While reading other related work in the field, I gained inspiration for the following topic: Twenty-four hours is not necessarily the appropriate demarcation line between fast and slow free-running periods. This fact may reflect the underlying genetic information of their non-uniform responses to light. It further suggests a more complicated period and phase relationship rather than short period results in an advanced phase, and long period results in a delayed phase. A broader goal is to discover a phase-period-genotype relationship by fitting extensive circadian rhythmic data across species (with ML/AI approaches). This relationship will act as a “circadian fingerprint” to identify chronotypes and guide sleep disorder treatments.

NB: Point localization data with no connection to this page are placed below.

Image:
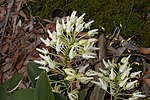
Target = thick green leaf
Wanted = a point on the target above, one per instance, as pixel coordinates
(24, 94)
(33, 71)
(82, 94)
(14, 81)
(10, 85)
(59, 96)
(43, 89)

Modeling Forensic DNA Interpretation Process

In the past several decades, DNA profiling has dramatically developed into an indispensable tool for identifying individuals in the investigative and judicial process involving criminal cases. The DNA interpretation is a complex stochastic process that consists of five steps: desorption and extraction, quantification (pre-PCR), PCR amplification, capillary electrophoresis (CE) analysis, and short tandem repeat electropherogram (EPG) interpretation. The increasing computing power allows us to perform DNA profiling in-silico in much less costly and time-consuming ways. I worked with Dr. Catherine Grgicak to create a mathematical framework that combines forensic science, statistics, and computational methods to improve and standardize DNA evidence interpretation. We implemented the model to investigate the following problems: (1) Calculate the allele’s dropout rates and find the optimized laboratory settings which minimize the dropout rate. (2) Compare the DNA interpretation results of routine bulk analysis and single-cell analysis.

Future work

The discrepancies among the DNA interpretation processes across laboratories result in significantly different decisions in the judicial process that cause severe problems. The future work is to apply machine learning algorithms to find the optimized experimental protocols and standardize the DNA interpretation protocols across all laboratories.